# Module 01 - Introduction to Databricks and Workspace

## Overview

Welcome to Databricks! This module introduces you to the Databricks platform, its workspace, and core concepts. Since you already know SQL, Python, Pandas, and PySpark, we'll focus on how Databricks enhances your existing skills.

## Learning Objectives

By the end of this module, you will understand:
- What is Databricks and why it's important for data engineering
- Databricks workspace navigation and structure
- Creating and working with Databricks notebooks
- Understanding clusters and compute resources
- Basic operations in Databricks environment
- Differences between Databricks and local PySpark


## What is Databricks?

**Databricks** is a unified analytics platform built on Apache Spark that simplifies big data processing and machine learning.

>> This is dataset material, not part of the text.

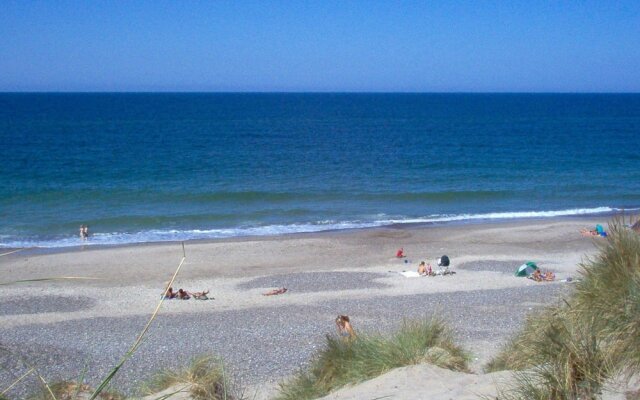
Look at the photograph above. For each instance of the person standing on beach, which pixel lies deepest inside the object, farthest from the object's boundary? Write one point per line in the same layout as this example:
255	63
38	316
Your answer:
84	232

It's a cloud-native platform that provides:

### Key Features

1. **Unified Analytics Platform**: Combines data engineering, data science, and business analytics in one place
2. **Apache Spark Optimization**: Optimized Spark runtime that's 2-10x faster than standard Spark
3. **Collaborative Workspace**: Share notebooks, dashboards, and insights with your team
4. **Managed Infrastructure**: No need to manage clusters, Spark versions, or dependencies manually
5. **Delta Lake Integration**: Built-in support for ACID transactions and time travel on data lakes
6. **Multi-language Support**: Python, SQL, Scala, and R in the same notebook

### Why Databricks for Data Engineers?

- **Faster Development**: Pre-configured Spark clusters, no setup time
- **Better Performance**: Optimized Spark engine (Databricks Runtime)
- **Production Ready**: Built-in job scheduling, monitoring, and alerting
- **Cloud Integration**: Native integration with AWS, Azure, and GCP storage
- **Collaboration**: Teams can work together on notebooks and share results
- **Cost Effective**: Auto-scaling clusters, pay only for what you use


## Databricks Architecture Overview

### Components

1. **Control Plane**: Databricks-managed services (workspace, notebooks, jobs)
2. **Data Plane**: Your cloud account (VPC, storage, compute)
3. **Workspace**: Your collaborative environment (notebooks, dashboards, libraries)
4. **Clusters**: Compute resources that run your Spark jobs
5. **Jobs**: Scheduled or on-demand execution of notebooks or scripts

## Layers: Control Plane vs Data Plane

- **Control plane (managed by Databricks)**: UI/API, notebooks, job scheduler, cluster manager, SQL endpoints, Unity Catalog metastore, audit logs, tokens/SCIM/IAM integration, secrets management.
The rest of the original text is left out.